Mr. Justice Norvell,
dissenting
In my opinion the trial court’s judgment cannot be salvaged by an application of the harmless error rule.
The plaintiff was denied a recovery because of the jury’s findings absolving defendants of negligence and convicting plaintiff of contributory negligence. The majority holds, and I agree, that improper evidence was received by the trial court. If the judgment rested alone upon the findings that defendant was free from negligence, I doubt if anyone would seriously contend that a reversal should not be ordered, for the improper evidence bore directly upon issues inquiring as to whether or not defendant had erected proper signs and barricades and maintained a suitable roadway for the detour, adequate guardrails, flares and the like. However the jury found plaintiff guilty of contributory negligence in (a) that “as he was approaching the detour at the time and place in question, (he) was driving the automobile at a greater speed than a person of ordinary prudence would drive under the same or similar circumstances (b) that “as he was approaching the detour at the time and place in question, (he) failed to keep such a lookout as a person of ordinary prudence would have kept under the same or similar circumstances,” and (c) that “as he was approaching the detour at the time and place in question, (he) failed to have the automobile he was driving under such control as a person of ordinary prudence would have had under the same or similar circumstances.”1
There was no finding that plaintiff had violated a penal statute so contributory negligence per se is not in the case.

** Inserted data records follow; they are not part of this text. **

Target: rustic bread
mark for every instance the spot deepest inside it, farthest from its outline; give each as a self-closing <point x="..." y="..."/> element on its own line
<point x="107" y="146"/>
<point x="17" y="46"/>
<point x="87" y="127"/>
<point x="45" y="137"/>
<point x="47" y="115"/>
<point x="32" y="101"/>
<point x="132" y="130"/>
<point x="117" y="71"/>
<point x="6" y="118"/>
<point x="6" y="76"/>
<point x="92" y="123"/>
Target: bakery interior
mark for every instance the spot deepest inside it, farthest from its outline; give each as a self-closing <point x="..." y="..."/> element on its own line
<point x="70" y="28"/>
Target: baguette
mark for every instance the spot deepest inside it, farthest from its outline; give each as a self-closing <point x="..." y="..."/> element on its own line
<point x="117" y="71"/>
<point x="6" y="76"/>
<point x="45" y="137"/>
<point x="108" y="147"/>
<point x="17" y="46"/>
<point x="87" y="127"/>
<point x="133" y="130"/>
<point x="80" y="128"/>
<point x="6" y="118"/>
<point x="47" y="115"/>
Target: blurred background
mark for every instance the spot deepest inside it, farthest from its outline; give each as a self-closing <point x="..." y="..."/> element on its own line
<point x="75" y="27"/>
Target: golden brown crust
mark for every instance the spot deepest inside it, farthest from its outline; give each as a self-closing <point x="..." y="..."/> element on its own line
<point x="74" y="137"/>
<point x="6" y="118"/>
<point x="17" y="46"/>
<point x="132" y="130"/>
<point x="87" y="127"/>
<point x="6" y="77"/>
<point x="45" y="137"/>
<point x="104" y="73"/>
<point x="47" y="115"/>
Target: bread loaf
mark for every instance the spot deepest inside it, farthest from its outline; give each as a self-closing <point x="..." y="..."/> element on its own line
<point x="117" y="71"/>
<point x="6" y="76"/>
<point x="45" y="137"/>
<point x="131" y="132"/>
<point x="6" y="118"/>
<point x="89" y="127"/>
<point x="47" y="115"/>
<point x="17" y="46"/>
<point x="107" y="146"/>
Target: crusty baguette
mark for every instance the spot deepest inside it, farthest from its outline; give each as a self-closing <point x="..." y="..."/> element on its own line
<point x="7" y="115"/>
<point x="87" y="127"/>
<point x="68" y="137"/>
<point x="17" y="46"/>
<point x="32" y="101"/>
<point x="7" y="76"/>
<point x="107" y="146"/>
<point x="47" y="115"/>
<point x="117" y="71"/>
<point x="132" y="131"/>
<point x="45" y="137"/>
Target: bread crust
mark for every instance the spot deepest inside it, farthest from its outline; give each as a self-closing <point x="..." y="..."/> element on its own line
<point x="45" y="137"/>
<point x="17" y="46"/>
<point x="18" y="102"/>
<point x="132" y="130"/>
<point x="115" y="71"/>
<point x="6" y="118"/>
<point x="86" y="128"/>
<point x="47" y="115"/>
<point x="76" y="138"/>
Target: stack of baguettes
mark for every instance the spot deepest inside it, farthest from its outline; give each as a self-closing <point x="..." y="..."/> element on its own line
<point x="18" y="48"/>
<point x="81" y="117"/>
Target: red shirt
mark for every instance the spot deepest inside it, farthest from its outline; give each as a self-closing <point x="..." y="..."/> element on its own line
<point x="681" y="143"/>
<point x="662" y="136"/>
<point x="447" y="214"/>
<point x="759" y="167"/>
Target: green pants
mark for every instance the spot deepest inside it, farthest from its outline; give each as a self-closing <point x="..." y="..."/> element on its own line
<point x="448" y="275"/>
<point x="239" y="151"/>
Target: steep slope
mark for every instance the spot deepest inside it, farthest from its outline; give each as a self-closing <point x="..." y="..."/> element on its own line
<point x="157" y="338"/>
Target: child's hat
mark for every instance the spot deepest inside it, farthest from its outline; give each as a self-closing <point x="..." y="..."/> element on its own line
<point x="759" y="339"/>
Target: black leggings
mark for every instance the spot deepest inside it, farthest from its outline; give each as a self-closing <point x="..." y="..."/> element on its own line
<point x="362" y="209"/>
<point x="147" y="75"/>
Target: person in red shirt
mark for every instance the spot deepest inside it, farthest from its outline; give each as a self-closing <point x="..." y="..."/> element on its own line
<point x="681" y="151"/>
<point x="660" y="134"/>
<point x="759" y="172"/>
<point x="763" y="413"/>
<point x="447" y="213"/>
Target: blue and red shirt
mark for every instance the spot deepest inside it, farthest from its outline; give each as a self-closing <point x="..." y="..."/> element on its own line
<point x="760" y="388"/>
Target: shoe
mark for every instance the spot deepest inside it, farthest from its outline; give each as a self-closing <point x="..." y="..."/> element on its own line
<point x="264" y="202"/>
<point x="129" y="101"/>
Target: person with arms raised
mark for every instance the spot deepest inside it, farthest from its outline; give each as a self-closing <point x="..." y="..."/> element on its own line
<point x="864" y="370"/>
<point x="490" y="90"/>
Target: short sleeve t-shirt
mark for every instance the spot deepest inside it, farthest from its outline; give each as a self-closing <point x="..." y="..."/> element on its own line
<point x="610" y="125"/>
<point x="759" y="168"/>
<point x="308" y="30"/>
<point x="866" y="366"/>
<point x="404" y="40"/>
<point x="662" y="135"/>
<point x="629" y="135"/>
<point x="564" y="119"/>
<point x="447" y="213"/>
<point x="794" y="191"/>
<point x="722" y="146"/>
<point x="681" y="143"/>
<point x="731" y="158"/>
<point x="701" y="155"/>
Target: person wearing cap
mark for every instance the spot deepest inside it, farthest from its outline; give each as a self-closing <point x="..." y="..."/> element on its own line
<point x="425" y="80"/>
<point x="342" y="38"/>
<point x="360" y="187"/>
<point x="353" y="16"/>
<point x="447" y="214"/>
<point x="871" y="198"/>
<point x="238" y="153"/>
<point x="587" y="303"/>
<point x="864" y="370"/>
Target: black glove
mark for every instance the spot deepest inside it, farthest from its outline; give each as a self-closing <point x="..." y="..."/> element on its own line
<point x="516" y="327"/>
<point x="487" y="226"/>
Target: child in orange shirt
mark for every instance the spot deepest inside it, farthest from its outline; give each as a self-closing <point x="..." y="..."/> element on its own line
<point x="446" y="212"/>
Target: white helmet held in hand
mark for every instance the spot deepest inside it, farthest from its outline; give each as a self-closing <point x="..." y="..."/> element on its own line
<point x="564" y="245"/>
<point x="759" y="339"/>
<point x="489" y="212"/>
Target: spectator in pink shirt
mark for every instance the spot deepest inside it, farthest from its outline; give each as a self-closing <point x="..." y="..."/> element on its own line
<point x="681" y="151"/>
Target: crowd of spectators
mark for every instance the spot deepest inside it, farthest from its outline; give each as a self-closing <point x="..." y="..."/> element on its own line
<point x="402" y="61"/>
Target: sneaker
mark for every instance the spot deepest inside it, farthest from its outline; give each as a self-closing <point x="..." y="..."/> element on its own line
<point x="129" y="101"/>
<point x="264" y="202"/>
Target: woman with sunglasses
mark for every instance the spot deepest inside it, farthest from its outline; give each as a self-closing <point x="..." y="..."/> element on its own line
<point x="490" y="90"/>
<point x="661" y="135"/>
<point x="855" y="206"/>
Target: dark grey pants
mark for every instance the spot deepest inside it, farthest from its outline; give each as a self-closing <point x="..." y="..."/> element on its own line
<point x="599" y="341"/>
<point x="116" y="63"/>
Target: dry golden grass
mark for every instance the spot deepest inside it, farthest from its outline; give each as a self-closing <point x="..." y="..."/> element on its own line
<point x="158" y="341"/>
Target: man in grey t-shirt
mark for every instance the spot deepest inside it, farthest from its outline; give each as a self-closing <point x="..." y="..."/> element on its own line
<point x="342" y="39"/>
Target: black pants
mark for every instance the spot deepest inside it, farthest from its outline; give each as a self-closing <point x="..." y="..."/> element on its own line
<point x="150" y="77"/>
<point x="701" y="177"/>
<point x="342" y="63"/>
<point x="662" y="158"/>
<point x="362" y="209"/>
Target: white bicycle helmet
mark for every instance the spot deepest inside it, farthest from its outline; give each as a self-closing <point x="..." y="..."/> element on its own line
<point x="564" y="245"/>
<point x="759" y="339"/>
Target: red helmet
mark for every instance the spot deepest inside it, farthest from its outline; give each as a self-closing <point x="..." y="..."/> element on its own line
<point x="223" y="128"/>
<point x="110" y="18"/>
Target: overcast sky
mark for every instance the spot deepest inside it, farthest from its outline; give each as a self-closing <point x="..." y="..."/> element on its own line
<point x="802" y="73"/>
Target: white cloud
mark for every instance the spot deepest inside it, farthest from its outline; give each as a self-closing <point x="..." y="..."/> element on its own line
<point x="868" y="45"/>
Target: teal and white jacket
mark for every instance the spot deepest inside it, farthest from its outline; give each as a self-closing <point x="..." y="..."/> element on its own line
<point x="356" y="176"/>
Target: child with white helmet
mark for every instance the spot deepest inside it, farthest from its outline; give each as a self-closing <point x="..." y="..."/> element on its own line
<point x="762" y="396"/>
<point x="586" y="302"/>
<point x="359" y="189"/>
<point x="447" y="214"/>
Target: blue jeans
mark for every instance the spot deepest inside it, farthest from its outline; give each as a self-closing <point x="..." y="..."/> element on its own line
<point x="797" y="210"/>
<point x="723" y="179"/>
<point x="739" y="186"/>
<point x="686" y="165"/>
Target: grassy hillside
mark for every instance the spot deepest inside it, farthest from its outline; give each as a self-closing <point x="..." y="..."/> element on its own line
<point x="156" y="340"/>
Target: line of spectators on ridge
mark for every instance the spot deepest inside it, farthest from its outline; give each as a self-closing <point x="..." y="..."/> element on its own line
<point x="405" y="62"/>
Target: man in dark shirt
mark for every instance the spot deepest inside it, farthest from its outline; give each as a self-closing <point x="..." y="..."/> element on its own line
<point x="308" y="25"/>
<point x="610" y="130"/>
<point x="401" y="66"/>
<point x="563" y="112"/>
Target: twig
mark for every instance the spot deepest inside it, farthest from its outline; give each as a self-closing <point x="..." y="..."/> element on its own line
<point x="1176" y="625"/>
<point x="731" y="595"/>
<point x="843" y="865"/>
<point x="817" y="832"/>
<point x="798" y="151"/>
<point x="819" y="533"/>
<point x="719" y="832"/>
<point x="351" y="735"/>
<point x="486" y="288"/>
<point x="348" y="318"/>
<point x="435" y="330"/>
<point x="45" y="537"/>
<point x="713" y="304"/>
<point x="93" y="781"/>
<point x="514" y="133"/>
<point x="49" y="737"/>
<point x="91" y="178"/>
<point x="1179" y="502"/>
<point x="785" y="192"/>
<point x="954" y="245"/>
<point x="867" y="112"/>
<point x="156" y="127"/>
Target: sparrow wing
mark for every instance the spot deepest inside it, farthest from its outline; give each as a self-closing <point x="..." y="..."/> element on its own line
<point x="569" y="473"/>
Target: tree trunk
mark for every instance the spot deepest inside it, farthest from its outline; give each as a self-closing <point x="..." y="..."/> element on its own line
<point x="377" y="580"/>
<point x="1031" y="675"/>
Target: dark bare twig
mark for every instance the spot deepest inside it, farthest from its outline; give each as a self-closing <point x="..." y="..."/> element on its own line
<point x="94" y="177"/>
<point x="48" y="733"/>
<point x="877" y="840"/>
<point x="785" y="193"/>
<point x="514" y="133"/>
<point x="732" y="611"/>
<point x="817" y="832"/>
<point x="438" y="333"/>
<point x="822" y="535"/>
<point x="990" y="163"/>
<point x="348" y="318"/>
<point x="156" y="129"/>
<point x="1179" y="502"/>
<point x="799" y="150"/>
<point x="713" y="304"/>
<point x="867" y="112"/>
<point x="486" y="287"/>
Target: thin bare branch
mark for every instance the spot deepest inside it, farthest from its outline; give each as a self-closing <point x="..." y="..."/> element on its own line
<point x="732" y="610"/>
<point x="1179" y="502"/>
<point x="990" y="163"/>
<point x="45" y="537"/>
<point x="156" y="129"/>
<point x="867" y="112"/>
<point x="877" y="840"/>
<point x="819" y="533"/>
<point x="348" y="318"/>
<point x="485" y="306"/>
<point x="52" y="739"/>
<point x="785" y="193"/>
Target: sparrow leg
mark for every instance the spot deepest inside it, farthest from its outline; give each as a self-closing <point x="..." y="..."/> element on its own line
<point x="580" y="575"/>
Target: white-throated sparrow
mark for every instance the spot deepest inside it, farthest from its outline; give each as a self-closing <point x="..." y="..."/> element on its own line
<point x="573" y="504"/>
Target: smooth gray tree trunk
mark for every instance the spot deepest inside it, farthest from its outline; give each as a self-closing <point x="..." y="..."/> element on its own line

*262When we examine the issues inquiring as to defendants’ alleged negligence, we also encounter the phrase, “at the time and in the place in question,” and, of course, under the standard of a person of ordinary prudence, the term negligence by definition embraces the element of the “same, or similar circumstances.” To my mind, no logical distinction can be drawn between negligence issues relating to the defendant and those referring to the plaintiff. These issues as to either party are not determined independent of time, place and circumstances. How can we say that the factual elements such as lights, warning devices, signs, etc. which enter into and determine the jury’s conception of the “place in question” and the basic “circumstances” of the case have only an indirect insubstantial and inferential bearing upon the contributory negligence issues? Under the facts of this case, as pointed out by the Court of Civil Appeals, the testimony of Farias which tends to absolve defendants of negligence, likewise tends to convict the plaintiff of contributory negligence. I am in full accord with the discussion of the Court of Civil Appeals upon the question of harmless error rule as it applies to this case and hence need not farther prolong this opinion.
I would affirm the judgment of the Court of Civil Appeals and accordingly respectfully dissent from the order entered by the Court.
Opinion delivered January 29, 1958.
Rehearing overruled March 5, 1958.

. The majority does not rest its decision upon the jury’s answer to Special Issue No. 32, and I will not discuss it other than to say that here also I am in accord with the holding of the Court of Civil Appeals.